In 1979, INC sought to register said land under its name pursuant to Section 48 (b) of the Public
Land Law. The Director of Lands opposed the application as it averred that the said parcel of land is
part of the alienable public land; that INC cannot register said land because it is not a Filipino citizen.
INC argues that it is a private land because Racimo, its predecessor-in-interest has been in possession
thereof for more than 30 years; that the Constitutional prohibition does not apply to INC, a
corporation sole (solely incorporated by one man, Erao Manalo, a Filipino citizen), hence it can
acquire said property.
ISSUE: Whether or not INC can register said parcel of land under its name.
HELD: No.
The disputed land has never lost its public character.

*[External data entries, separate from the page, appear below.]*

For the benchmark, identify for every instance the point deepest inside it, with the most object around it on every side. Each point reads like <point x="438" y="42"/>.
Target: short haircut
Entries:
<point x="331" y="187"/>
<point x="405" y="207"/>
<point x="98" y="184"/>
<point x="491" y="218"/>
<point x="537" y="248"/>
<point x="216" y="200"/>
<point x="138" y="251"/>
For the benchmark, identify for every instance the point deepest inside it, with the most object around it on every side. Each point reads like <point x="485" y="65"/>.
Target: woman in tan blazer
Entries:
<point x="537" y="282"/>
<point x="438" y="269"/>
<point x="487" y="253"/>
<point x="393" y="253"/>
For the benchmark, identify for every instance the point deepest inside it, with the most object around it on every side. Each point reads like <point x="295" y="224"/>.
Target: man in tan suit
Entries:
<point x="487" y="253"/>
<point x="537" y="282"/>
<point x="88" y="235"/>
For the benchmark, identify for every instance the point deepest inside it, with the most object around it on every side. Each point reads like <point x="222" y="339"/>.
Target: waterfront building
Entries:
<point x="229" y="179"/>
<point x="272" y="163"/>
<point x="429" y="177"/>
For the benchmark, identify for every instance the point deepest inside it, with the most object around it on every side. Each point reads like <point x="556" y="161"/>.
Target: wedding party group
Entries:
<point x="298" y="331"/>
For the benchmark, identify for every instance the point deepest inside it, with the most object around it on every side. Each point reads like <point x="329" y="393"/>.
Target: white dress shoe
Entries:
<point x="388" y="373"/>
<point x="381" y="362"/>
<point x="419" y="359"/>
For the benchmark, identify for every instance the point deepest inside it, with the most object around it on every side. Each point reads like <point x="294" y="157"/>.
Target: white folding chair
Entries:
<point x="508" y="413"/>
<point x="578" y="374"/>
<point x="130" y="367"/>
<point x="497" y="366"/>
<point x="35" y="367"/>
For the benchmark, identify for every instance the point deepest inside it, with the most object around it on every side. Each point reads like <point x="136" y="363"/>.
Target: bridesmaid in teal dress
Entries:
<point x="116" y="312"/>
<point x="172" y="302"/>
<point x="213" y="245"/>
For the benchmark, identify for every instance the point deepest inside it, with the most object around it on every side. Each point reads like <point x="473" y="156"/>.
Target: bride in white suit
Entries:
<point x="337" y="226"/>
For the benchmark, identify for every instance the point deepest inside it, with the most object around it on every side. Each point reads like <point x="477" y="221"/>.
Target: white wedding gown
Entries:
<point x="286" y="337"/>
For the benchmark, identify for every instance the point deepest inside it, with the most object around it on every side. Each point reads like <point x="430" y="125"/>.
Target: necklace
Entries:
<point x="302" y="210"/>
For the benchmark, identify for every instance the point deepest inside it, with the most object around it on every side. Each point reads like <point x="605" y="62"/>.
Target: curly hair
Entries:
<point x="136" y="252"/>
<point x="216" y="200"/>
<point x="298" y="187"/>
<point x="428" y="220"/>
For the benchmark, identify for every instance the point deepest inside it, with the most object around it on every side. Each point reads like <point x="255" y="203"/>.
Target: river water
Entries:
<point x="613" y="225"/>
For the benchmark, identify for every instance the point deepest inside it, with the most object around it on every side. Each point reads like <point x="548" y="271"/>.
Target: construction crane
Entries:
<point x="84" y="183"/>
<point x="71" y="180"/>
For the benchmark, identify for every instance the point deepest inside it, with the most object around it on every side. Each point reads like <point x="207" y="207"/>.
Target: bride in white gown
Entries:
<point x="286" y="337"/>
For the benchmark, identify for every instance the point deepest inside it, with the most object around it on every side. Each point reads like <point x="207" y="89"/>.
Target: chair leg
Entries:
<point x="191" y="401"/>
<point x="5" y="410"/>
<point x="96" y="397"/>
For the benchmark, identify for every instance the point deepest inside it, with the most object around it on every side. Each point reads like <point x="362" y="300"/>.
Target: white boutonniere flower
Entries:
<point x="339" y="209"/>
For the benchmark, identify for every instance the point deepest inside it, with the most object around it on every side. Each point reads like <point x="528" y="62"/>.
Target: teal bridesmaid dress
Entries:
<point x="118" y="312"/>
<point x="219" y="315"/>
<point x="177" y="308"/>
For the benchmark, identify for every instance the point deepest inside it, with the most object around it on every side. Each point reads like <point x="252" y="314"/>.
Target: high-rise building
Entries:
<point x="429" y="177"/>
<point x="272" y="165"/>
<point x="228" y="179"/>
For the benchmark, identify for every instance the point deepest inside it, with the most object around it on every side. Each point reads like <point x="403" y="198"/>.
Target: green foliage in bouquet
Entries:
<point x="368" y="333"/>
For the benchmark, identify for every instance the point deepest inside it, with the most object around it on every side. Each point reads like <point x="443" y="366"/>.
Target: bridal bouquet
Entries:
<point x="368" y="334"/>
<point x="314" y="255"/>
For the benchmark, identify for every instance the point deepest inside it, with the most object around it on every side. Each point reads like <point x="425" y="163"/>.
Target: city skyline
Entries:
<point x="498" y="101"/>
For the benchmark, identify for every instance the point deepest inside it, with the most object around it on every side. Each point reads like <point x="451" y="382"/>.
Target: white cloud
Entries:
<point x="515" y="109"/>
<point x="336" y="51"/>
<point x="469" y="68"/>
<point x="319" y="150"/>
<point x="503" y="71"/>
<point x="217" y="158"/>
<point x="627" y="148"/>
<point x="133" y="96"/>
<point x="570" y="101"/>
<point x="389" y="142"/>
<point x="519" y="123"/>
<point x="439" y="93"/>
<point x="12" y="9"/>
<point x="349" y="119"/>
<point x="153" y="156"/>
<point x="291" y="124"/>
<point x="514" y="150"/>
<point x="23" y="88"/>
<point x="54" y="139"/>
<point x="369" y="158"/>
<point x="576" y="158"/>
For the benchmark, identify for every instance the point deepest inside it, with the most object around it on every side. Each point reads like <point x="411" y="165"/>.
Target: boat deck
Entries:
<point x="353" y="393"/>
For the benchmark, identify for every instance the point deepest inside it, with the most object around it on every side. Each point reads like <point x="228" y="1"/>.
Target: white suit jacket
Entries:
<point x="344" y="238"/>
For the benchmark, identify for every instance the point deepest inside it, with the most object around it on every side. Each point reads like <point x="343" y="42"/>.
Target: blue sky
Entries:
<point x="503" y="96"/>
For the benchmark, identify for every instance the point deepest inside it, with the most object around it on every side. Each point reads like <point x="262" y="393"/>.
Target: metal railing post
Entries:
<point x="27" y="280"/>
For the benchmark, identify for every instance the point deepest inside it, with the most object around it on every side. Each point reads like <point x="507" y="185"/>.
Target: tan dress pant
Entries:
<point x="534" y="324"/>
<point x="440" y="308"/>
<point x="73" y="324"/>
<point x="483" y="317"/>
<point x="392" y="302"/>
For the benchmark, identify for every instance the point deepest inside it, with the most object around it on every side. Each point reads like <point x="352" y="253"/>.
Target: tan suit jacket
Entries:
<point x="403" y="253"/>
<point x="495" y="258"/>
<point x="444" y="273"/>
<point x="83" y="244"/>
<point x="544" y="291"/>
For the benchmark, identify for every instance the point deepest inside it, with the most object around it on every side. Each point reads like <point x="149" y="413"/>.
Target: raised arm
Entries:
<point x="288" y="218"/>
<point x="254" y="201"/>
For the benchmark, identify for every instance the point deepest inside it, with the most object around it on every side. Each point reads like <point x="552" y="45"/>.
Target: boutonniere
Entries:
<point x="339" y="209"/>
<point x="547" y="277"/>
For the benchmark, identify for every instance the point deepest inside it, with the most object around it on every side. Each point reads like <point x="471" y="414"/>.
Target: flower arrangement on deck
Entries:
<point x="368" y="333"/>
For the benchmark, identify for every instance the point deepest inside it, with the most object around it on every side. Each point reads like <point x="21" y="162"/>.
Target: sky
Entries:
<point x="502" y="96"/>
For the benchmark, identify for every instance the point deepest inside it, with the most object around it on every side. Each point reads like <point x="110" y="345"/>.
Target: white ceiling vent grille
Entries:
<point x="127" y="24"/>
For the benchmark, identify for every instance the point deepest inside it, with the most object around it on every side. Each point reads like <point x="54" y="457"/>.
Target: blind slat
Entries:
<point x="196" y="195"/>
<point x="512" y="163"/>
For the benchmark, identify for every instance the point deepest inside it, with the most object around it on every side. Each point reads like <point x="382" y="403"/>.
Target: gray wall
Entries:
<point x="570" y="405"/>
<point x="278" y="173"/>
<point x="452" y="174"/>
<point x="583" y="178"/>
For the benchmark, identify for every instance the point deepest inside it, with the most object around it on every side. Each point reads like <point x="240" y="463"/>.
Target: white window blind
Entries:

Racimo, though occupying said land for more
than 30 years, never applied for confirmation of incomplete or imperfect title over said land. Under
the law, all lands that were not acquired from the Government either by purchase or by grant, belong
to the public domain. As exception to the rule would be any land that should have been in the
possession of an occupant and of his predecessors-in-interest since time immemorial, for such
possession would justify the presumption that the land had never been part of the public domain or
that it had been a private property even before the Spanish conquest.
Section 48 (b) of the Public Land Law allows the registration of alienable public lands but only by
Filipino citizens. INC is not a Filipino citizen. There is no basis on the contention that as a
corporation sole, INC is not prohibited from holding said land. The benefit only applies to Filipino
citizens not to a corporation sole which has citizenship.
NOTE: 60% rule: Corporations and Partnerships of which at least 60% of their capital belong to
Filipinos may acquire real property.